- Bordj Bou Arréridj Province shown within Algeria
- Location: 36°4′25.8″N 4°45′46.6″E﻿ / ﻿36.073833°N 4.762944°E Bordj Bou Arréridj, Algeria
- Date: Thursday, June 17, 2009 8 p.m.
- Deaths: at least 18
- Injured: currently unknown
- Perpetrators: Islamist rebels in Algeria

= 2009 Algerian military ambush =

Terrorist incident in Algeria

An ambush on the Algerian paramilitary took place on June 17, 2009, at 8:00 pm (19:00 GMT), when Algerian paramilitary escorting Chinese construction workers to a motorway project came under attack from Islamist rebels. Early reports suggested 18 soldiers were killed; some news outlets are reporting that 24 soldiers were killed.

Attacks such as these had been thought to be decreasing prior to the incident, but suddenly began to increase again. The attack was the deadliest aimed at Algeria's government forces for six months.

== The ambush ==
Islamist rebels first attacked the convoy on a highway in the province of Bourdj Bou Arréridj, 180 km east of the capital Algiers by detonating two home-made bombs. The gendarmes were then sprayed with bullets. Attackers then reportedly stole the soldiers' uniforms and weapons. Total rebel casualties are unknown. The injured soldiers were taken to nearby hospitals. They stole weapons and several police vehicles.

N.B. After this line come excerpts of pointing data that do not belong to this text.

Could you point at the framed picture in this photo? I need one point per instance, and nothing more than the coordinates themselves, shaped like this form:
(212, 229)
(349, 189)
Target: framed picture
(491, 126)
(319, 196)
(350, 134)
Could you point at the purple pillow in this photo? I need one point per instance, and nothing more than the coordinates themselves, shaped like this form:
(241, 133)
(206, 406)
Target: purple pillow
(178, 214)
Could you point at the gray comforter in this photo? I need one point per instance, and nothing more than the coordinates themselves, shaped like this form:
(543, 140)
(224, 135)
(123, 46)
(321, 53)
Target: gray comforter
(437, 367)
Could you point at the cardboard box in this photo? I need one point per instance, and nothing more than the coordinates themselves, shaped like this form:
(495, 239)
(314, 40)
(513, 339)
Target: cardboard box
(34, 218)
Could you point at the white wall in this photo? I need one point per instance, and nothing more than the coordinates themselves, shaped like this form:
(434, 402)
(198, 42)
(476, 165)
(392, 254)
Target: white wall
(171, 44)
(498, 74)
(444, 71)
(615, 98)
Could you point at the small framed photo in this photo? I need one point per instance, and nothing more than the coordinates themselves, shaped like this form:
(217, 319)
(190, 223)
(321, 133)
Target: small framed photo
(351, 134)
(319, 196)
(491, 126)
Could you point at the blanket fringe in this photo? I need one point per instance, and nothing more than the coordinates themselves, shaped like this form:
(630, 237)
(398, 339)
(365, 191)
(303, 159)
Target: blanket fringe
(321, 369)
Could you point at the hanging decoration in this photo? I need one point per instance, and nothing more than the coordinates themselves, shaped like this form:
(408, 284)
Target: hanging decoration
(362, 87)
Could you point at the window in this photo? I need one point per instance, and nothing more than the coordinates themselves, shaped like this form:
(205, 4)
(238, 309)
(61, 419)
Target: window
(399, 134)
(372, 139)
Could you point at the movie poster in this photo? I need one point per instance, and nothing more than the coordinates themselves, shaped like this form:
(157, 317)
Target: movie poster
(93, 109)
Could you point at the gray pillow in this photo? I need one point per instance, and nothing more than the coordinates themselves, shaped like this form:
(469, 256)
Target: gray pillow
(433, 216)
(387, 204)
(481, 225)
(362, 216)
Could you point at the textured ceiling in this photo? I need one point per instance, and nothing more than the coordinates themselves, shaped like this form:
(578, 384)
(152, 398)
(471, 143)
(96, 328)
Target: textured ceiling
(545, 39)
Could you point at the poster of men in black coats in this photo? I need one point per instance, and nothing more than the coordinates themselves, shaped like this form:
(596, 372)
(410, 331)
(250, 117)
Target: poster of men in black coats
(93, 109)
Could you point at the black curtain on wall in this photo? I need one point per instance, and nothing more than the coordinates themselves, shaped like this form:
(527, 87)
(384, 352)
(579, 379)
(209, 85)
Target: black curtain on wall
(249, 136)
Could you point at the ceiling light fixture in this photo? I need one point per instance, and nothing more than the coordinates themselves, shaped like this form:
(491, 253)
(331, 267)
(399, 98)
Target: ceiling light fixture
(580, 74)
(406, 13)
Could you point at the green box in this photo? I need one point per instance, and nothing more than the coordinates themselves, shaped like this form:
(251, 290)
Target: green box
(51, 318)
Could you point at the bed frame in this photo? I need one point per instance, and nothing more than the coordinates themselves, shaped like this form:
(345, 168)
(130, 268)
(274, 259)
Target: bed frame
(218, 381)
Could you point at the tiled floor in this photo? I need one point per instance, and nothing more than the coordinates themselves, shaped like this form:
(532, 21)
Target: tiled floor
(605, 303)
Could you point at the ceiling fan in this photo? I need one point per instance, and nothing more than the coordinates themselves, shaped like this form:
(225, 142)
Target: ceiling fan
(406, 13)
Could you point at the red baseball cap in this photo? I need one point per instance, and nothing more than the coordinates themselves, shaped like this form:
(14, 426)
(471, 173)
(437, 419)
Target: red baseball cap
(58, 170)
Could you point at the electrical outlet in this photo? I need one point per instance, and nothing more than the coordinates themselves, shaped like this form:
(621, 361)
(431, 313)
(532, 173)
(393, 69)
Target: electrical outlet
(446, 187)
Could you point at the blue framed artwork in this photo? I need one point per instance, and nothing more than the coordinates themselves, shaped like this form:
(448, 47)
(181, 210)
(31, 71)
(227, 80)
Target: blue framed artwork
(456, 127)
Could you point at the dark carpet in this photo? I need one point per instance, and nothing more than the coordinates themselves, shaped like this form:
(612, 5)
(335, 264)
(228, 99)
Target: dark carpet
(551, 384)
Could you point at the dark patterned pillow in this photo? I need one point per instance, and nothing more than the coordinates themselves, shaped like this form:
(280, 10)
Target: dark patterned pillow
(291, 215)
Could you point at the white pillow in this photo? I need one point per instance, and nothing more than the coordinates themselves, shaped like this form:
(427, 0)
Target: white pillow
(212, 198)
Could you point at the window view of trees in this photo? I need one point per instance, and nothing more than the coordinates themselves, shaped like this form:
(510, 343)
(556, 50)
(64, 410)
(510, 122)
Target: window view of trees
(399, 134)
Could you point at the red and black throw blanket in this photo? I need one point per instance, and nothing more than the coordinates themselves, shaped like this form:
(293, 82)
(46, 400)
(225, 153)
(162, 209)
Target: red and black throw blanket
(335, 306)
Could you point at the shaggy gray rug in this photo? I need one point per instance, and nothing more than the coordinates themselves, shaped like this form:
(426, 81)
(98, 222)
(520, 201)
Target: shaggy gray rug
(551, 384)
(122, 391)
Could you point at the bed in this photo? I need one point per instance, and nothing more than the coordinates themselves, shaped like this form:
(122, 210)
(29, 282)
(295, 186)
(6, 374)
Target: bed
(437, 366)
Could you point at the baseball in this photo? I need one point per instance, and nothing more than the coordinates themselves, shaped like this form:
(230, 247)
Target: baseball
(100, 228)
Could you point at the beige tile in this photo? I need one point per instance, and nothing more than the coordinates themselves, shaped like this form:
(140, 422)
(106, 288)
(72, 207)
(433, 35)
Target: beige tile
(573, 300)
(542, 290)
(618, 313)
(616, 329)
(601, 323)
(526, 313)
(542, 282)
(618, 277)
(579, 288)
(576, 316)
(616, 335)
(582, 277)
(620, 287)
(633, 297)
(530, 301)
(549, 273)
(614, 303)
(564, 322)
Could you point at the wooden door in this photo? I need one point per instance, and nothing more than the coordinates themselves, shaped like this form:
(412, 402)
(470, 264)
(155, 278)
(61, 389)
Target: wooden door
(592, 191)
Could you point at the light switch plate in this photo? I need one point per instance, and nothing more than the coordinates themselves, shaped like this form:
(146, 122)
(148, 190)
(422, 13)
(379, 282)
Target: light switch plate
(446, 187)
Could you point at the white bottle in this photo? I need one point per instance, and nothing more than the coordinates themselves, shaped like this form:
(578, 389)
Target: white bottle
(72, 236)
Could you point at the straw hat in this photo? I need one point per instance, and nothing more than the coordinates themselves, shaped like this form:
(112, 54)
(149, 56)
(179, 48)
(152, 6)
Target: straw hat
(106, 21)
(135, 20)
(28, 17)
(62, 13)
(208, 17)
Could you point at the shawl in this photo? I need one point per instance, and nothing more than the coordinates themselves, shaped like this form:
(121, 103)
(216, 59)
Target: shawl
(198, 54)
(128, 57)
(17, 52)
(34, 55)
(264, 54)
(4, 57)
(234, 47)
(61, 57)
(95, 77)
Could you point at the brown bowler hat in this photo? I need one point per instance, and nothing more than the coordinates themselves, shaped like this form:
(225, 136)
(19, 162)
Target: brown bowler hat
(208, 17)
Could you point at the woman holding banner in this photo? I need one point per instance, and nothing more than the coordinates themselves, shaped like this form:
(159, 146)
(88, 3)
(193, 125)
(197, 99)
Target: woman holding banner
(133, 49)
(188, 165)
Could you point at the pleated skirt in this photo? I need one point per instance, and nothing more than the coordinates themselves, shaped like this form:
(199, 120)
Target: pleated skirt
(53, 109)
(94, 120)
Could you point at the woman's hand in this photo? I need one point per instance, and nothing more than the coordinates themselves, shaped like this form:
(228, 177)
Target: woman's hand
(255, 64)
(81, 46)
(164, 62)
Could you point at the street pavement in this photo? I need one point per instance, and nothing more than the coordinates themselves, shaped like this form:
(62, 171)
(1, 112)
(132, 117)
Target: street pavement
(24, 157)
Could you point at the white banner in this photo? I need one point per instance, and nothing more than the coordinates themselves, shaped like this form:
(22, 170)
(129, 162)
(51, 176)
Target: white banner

Algerian security forces launched an operation using helicopters to track and apprehend the militants.

== Similar incident ==
This ambush followed a similar incident on 3 June 2009. Two teachers and eight police escorts died near Algiers whilst in the act of transporting examinations from an examination centre. The teachers' car was bombed and two police cars were fired on.

On 20 April 2014, a similar ambush lead to death of 14 Soldiers in the Tizi Ouzou province of Algeria.